Faith is not something we give to God. In that case, faith would be a work, and a silly kind of work because it would be work we do even though it deosn’t benefit anyone. But exactly the opposite is true. To have faith in God is to be “without works” before God (Romans 4:5). Faith is the way we as receivers relate appropriately to God as the giver. It is empty hands held open for God to fill…. In contrast good works offered to God dishonour God; they tell a lie about God and our relation to the divine Giver, and they take away God’s due.

I remember David Lunn, on hearing of his appointment to be Bishop of Sheffield speaking of his surprise because he felt “he didn’t believe enough”. Who hasn’t thought that?
The faith that expresses itself with hands outstretched trustung God’s gifts is something of the heart.
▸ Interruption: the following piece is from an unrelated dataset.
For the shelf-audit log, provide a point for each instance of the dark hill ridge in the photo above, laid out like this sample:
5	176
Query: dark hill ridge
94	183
When I say something like “I’m not sure what I believe” part of that is to do with my head and perhaps is saying “there are loads of things I don’t understand”.
Being empty handed before God suddenly makes that not matter. There is nothing we can do to make God love us more, and there is nothing more we can say which will make him love us less. All we can give to God is delight or pain.
Rowan Williams likened the giving of God to the Niagara Falls. Love cascades to us – that’t the empty hands bit – but it’s only living water if we release the gifts to others. If we don’t the water stagnates and becomes poisonous.